The major reason many analysts consider moving to CVCs is the fundraising issue. Currently, many VCs are struggling with funding shortages. They need to form blind funds and project funds mainly with external capital, but unlike previous years, they are facing higher difficulties. It has become common to change fund formation plans due to difficulties in securing capital.


As the budget for the Korea Venture Investment Corporation’s (KVIC) mother fund, a representative anchor LP, decreases and private LPs close their wallets due to high interest rates, the difficulties are intensifying. Although they need to steadily form funds and increase profits from fund management, the situation is not easy. Therefore, there is a tendency to slowly deplete existing funds. Consequently, analysts’ work is also decreasing.

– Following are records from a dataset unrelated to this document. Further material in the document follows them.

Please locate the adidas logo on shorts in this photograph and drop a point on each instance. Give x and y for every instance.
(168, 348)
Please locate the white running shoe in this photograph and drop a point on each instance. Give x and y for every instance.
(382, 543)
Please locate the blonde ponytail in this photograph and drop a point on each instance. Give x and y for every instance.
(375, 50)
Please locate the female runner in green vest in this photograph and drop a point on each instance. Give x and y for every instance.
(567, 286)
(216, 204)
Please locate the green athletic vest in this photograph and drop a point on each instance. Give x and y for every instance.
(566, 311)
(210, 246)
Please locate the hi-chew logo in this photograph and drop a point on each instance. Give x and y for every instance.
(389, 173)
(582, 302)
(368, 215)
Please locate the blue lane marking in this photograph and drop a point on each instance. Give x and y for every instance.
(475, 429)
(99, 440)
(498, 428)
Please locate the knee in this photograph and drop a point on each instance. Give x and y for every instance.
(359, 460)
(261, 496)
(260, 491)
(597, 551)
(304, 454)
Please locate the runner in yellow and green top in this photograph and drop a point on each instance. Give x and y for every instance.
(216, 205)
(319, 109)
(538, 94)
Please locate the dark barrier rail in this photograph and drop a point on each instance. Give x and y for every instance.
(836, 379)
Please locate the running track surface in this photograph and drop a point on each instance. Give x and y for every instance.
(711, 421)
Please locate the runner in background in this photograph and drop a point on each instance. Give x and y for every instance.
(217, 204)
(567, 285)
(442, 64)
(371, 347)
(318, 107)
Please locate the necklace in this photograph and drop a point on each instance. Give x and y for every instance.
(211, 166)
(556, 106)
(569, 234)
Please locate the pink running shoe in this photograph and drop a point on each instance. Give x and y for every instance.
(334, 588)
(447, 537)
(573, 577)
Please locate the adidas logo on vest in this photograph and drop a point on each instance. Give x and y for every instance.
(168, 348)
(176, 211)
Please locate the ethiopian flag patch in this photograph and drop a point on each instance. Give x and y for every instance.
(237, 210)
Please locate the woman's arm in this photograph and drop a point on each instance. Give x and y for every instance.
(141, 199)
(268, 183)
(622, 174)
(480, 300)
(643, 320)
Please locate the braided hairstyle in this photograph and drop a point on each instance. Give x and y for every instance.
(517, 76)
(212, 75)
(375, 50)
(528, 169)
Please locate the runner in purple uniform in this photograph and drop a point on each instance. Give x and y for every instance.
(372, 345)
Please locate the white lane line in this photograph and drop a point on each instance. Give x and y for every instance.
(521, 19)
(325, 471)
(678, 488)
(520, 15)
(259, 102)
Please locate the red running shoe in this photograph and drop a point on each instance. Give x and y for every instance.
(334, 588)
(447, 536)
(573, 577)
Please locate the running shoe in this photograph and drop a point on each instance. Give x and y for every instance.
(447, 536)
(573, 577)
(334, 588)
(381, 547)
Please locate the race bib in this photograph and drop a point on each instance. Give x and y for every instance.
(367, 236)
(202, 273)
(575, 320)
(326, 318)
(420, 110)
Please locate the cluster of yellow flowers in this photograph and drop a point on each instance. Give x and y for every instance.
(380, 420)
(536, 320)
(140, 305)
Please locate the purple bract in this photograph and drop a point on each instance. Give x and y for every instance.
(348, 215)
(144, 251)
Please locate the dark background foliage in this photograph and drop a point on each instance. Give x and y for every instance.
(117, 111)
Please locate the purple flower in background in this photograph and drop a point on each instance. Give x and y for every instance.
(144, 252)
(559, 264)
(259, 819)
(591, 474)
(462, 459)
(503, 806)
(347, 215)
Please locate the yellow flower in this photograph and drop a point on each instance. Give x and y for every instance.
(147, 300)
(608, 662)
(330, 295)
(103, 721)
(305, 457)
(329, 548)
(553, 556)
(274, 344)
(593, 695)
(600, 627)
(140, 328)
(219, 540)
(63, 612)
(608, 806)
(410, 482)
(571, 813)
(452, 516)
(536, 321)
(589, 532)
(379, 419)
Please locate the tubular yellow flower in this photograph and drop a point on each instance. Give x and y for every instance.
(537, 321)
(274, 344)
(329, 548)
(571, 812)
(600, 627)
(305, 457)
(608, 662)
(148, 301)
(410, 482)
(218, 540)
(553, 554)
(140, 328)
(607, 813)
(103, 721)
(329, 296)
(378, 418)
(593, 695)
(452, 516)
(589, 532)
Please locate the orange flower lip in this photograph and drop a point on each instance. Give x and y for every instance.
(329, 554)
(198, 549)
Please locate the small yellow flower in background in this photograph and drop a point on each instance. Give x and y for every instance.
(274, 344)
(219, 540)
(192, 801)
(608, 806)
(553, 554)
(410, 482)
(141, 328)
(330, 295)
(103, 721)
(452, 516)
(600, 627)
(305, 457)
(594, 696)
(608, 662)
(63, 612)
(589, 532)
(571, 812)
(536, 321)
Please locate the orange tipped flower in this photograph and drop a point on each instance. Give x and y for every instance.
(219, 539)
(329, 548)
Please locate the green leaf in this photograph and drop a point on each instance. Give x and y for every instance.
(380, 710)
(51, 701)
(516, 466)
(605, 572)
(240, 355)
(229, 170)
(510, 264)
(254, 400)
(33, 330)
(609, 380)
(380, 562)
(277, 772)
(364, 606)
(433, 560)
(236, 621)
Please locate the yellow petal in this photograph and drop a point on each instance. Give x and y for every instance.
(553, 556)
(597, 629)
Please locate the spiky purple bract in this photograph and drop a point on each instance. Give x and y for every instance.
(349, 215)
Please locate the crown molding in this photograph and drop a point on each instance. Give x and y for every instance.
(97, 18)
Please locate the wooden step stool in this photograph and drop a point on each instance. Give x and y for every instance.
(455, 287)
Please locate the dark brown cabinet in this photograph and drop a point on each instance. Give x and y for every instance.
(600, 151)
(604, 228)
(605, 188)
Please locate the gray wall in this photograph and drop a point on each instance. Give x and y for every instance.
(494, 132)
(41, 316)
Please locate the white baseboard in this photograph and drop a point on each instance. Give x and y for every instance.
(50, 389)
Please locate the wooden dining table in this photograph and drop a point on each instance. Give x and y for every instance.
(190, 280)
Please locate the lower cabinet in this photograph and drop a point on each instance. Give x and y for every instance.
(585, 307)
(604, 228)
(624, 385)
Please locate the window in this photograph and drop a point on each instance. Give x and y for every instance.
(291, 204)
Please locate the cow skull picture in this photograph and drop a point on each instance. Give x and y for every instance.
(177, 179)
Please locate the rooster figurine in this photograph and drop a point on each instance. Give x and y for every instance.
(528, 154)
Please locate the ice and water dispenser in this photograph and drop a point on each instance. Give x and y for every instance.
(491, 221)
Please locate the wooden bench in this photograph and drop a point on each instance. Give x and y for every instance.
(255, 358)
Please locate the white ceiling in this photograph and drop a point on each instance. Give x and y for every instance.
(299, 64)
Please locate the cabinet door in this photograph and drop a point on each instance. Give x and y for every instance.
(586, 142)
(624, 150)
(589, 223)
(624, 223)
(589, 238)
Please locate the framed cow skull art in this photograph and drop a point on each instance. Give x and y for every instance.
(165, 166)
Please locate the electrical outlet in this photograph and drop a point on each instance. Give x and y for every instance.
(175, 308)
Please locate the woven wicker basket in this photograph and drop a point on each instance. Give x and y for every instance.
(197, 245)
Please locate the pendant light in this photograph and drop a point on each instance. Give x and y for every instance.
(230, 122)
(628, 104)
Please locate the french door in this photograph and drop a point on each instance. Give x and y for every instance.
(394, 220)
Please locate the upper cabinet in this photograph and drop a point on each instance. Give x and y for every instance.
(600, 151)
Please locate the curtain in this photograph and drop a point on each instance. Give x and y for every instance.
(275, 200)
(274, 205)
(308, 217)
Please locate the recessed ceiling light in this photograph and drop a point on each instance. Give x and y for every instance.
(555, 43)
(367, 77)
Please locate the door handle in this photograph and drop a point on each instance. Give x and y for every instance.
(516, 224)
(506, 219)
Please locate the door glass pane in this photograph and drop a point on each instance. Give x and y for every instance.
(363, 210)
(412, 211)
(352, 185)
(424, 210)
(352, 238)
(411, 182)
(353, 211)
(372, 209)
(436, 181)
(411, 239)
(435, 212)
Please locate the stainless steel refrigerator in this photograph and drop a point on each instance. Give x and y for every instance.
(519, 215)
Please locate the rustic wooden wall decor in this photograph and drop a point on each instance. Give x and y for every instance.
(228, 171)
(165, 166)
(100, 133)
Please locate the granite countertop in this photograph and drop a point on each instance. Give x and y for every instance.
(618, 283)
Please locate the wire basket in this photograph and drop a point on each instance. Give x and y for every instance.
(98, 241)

A lead fund manager-level analyst said, “Investment is our business, but being unable to invest is causing stress,” and added, “We are actively engaging in LP sales, but funding remains difficult.” He continued, “The fundraising challenge is huge, and there is no sign of improvement,” explaining, “Many analysts prefer to move to CVCs to invest without worrying about funds.”


The number of lead personnel choosing to move to CVCs has also increased. Shin Kwan-ho, head of Prologue Ventures, joined the company affiliated with Hyundai Corporation after working at Korea Technology Investment (now SBI Investment), LIG Investment Securities PE division, Trinity Equity Partners, Union Investment Partners, and NH Venture Investment. Jo Dong-geon, CEO of LF Investment affiliated with LF, previously served as Vice President at DT&I Investment after working at M Ventures Investment. F&F Partners, affiliated with F&F, is led by CEO Noh Woo-ram, who has been active at M Ventures Investment, Neoplux (now Shinhan Venture Investment), and Square Ventures.


The movement of analysts is interpreted as a preemptive measure in preparation for a crisis expected to intensify next year. According to the Ministry of SMEs and Startups’ data on venture fund formation this year, a total of 278 venture funds worth 7.0517 trillion KRW were formed by the third quarter. The number of funds and the amount raised recorded the highest for the first to third quarters ever. Although the performance was solid until the third quarter, the industry expects the crisis to intensify in the fourth quarter and the first and second quarters of next year.


CVCs are taking advantage of the favorable moment. A CVC representative said, “Traditional VC professionals from venture capital companies are steadily knocking on CVC’s door,” and added, “We feel that the status of CVCs has changed.” He emphasized, “At times like this, we need to secure high-level talent to complete the investment team,” and noted, “Although the performance bonus system is insufficient, we are offering various incentives centered on high salaries.”


Additionally, a path to securing policy funds has opened. The Ministry of Trade, Industry and Energy has launched the first-ever CVC fund investment project. The ministry selected two entrusted operators (GPs) for the ‘CVC Innovation Enterprise Support Scale-up Fund (CVC Fund)’ and plans to invest 20 billion KRW each. CJ Investment, Prologue Ventures, and Hyosung Ventures are competing.